05/06/2026
Lettre du FRONT 💔
Ma chère Ténè,
Je t'écris cette lettre sans savoir ce qui pourrait m'arriver dans les instants qui suivent. Nous sommes encerclés, et notre commandant n'est pas un lâche, il nous a donné l'ordre de nous battre. Soit nous aurons notre patrie, soit notre honneur restera intact.
Je veux t'expliquer les réalités du front, celles que les mots peinent à porter mais que mon cœur refuse de taire.
Nous étions en ligne de front, le sable dans les yeux et la fatigue dans les os, quand la nouvelle nous est parvenue, un coup d'état. Au début, je t'avoue que j'étais désemparé. Un soldat obéit, mais à qui ? Pour quoi ? Les pensées se bousculent vite dans une tête d'homme quand les certitudes s'effondrent autour de lui comme des murs.
Mais aujourd'hui, Ténè, j'ai l'esprit tranquille.
Le nouvel homme fort, le Capitaine, est un homme d'honneur. On le sent dès qu'il parle, il ne ment pas avec les yeux. Il a été sur ce même terrain, il a respiré cette même poussière rouge, il a vu de ses propres yeux ce que les bureaux climatisés de la capitale ne peuvent pas comprendre. Ce n'est pas un fils de bourgeois qui a appris la souffrance du peuple dans des livres ou dans des discours. Il la porte en lui comme une cicatrice.
Depuis qu'il a pris les rênes, la cadence a changé. Notre armée est montée en puissance, les munitions ne manquent plus, les hommes mangent, dorment un peu mieux, relèvent la tête. On sent que quelque chose s'est redressé dans la colonne vertébrale de cette nation. Il a promis de mettre fin au terrorisme, et je le crois. Je veux le croire.
Mais la guerre est loin d'être finie, Ténè. L'ennemi ne lâche pas. Il ne se bat plus en face, à découvert, il se glisse dans l'ombre, il sabote, il frappe là où on ne l'attend pas, perfide comme un serpent sous le sable. Ce n'est plus seulement une guerre de terrain. C'est une guerre de patience, de trahison, de nuits sans sommeil.
Laisse-moi te parler de ceux qui sont à mes côtés, car c'est peut-être la plus belle vérité que ce front m'ait apprise. À ma droite dort Hamidou, Peulh, musulman, qui murmure ses prières avant chaque assaut. À ma gauche, Gaston, un chrétien, qui trace une croix sur le sol avant de charger son arme. Derrière nous, Yaméogo le Mossi et Koné le malinké, l'un animiste, l'autre baptiste, qui partagent la même gourde d'eau sans que personne ne pose de question. Ici, l'ethnie ne protège pas des balles. La religion ne rend pas une blessure moins douloureuse. Ce qui nous tient debout, c'est l'épaule du frère d'à côté peu importe son nom, son dieu ou son village.

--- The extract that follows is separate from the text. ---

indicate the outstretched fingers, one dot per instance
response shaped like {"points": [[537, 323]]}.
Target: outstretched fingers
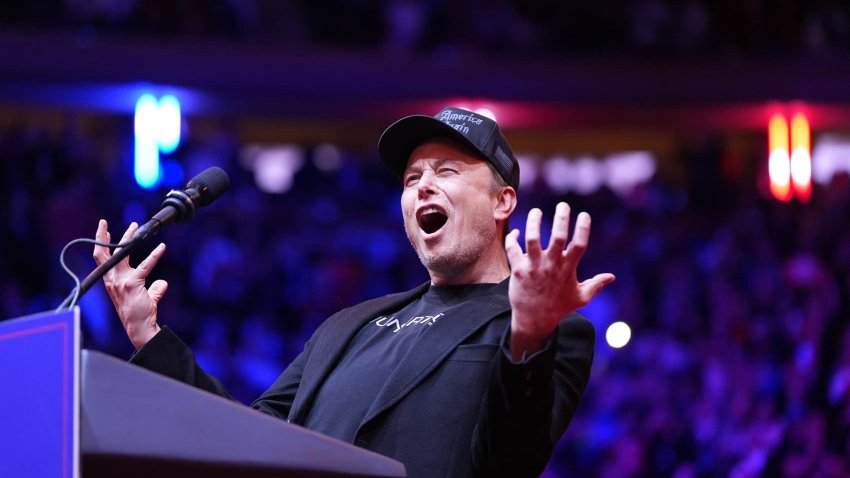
{"points": [[560, 230], [157, 290], [512, 248], [590, 287], [146, 266]]}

Et ceux d'en face ? Qu'on ne vienne pas me dire qu'ils se battent pour une foi ou un peuple. Ils sont tout aussi divers que nous, mais ils ne défendent ni Dieu, ni terre, ni honneur. Ils défendent leurs intérêts vicieux, leurs trafics, leurs fortunes bâties sur nos deuils. Le terrorisme n'a ni ethnie ni religion, Ténè. C'est un mensonge qu'on habille de drapeaux et de versets pour recruter les désespérés et aveugler les naïfs. Et derrière eux, des mains étrangères, des puissances qui ont besoin que ce Sahel brûle pour en extraire les richesses tranquillement.
Au sommet, ici même chez nous, des hommes corrompus leur ouvrent les portes. Et puis il y a ces pseudo-syndicats, ces associations drapées du beau mot de démocratie. Ils crient, ils manifestent mais demande-leur où ils étaient quand les villages brûlaient, quand les mères pleuraient leurs fils enlevés dans la nuit. Leur démocratie n'applaudissait que les dirigeants qui remplissaient leurs poches. Ce sont des parasites bureaucrates qui ont vu le robinet coupé, et la soif les rend bruyants.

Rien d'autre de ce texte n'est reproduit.